One thing that I was wondering about was whether the band would have bassist Lucas Gadke provide some lead vocals again. He took the lead on the song Lord Summerisle from The Eldritch Dark and I thought that worked really well. He doesn't sing on Lord of Misrule though. I want to make it clear that I think Alia O'Brien is an absolute star but I'm actually slightly disappointed that Gadke didn't sing again. I'd have liked to hear how his voice, which is also very good, could have been used some more in the band's sound, especially what kind of interplay he and O'Brien would have had. There's potential there for some sound expansion, not that I especially think they need it but it's always interesting in my book to hear the artists you like try new things and the little snifter that was Lord Summerisle has had me wondering about this since The Eldritch Dark came out. Oh well, guess I'll keep wondering while I listen to Lord of Misrule, which is Blood Ceremony delivering more classic Blood Ceremony. That's something I really can't find fault with.

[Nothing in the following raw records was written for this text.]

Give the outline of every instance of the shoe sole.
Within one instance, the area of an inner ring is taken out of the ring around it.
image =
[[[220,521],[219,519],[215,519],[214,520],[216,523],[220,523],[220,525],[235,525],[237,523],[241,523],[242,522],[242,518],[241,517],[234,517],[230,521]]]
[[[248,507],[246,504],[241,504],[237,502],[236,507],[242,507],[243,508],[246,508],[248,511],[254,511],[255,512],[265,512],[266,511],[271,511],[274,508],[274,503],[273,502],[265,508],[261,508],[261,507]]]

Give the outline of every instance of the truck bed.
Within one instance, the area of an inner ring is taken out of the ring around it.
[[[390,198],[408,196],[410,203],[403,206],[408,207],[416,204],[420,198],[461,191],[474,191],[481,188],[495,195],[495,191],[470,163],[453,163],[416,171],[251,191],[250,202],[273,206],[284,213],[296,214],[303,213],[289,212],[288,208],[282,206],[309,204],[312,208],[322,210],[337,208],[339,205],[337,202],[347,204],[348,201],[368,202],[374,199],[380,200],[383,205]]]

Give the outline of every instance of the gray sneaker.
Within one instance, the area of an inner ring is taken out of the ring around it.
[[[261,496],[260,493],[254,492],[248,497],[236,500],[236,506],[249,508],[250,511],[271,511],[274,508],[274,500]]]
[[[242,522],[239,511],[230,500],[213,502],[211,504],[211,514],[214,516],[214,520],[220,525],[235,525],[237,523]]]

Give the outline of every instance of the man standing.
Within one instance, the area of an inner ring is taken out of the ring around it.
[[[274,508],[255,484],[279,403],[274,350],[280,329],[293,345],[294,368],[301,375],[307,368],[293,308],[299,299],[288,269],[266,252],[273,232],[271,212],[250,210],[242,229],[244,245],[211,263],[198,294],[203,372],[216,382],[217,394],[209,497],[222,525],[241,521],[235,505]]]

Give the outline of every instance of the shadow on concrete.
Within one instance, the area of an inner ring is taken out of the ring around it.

Much like The Eldritch Dark before it Lord of Misrule is an easy album to rack up the spins on, including playing it multiple times in the same day without it losing any appeal. To my ears they are one of the best rock bands on the planet and they fully deserve all the praise I can give them. With Lord of Misrule they have firmly established themselves as one of my favourite bands. Now to quote a line from the title track go 'eat, make merry and get pissed' (with this as the soundtrack).